SCANDIA — Even in her days at Scandia Elementary, Forest Lake Area High School grad Audrey Mills knew she wanted a career in healthcare.
It wasn’t until her junior year at St. Paul’s Macalester College she realized that didn’t mean becoming a doctor. A presentation at the liberal arts college changed Mills’ thinking.
Earlier this summer she participated in a month-long practicum in nursing in the Australian Outback, helping deliver babies and attending to medical needs of women and children.
The practice of medicine in Australia is much more relaxed, Mills said, with much less data collection going on between patients and providers. She said the women she's met have been especially strong.

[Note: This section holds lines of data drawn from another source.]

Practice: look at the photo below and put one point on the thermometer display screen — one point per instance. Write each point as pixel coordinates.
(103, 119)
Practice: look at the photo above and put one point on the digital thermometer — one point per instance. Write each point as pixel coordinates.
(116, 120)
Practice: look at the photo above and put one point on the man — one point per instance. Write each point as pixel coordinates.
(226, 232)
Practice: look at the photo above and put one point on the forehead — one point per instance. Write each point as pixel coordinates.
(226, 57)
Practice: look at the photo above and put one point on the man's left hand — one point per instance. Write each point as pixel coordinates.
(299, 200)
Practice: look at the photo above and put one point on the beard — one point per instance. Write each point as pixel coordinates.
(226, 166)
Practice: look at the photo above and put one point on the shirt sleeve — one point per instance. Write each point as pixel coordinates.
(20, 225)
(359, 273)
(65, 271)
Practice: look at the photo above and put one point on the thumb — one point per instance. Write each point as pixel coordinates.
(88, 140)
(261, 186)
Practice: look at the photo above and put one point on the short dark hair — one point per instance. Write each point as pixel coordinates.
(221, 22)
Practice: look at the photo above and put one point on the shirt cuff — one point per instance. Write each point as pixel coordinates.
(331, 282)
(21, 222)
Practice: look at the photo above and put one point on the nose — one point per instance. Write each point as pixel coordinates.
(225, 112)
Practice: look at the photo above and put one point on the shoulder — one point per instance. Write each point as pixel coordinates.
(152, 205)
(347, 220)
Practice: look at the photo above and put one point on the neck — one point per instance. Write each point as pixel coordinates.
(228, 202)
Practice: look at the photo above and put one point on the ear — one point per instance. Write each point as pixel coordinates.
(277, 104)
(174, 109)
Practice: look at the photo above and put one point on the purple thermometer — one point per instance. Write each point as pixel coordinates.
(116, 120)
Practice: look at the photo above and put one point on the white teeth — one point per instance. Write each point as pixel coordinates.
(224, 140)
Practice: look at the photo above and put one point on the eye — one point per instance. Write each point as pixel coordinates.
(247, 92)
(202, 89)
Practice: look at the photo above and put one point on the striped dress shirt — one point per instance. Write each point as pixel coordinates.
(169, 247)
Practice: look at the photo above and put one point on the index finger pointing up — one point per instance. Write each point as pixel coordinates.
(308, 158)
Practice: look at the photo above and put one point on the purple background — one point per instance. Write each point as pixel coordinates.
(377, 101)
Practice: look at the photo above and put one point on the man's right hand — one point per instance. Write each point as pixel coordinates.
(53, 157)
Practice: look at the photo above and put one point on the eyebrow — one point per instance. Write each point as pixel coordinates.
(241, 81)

“The Australian system is much more ‘live and let live,’” she said. “People (there) really take charge of their life and their health. Maintaining and improving their state doesn't simply fall on a medication — people are willing to change their way of living.”
She said the opportunity to compare the two countries' healthcare system has been invaluable.
“(It's) allowed me to check and rethink the way I care for people,” she noted. “It's also allowed me the opportunity to see just how blessed we are to live in the United States. Our medical system, while flawed, is second to none and provides levels of care that isn't seen in other developed countries. This is especially true in our ability to provide culturally competent, efficient, high-level care.”
Back at FLAHS, Mills participated on the basketball and soccer teams and was a high jumper on the track team. She received her undergraduate degree in chemistry from Macalester in 2012, played basketball there for two years and was a track team high jumper for four. From there, she moved east, to Johns Hopkins University, earning a bachelor’s degree in nursing and R.N. certification.
This fall she'll pursue a Doctor of Nursing Practice degree with an emphasis in midwifery at the University of Maryland.
With a doctorate-level degree in hand, Mills hopes to be a strong advocate for women and-bring nursing into further prominence in the U.S. health care system.
“Nurses around the world are managing the everyday care for patients, and see them at their best and worst,” she said. “It’s time for nursing as a worldwide profession to step into the forefront and use our nursing specific skills to help people improve lives. Working as part of an interdisciplinary team is something fairly new to the U.S, not yet seen in Australia. We need to take advantage of that and make the voice of nurses heard in the care plan.”
She credited her upbringing in Scandia for giving her the desire to serve others.
“I really love my community,” she said. “Big things come from small towns.”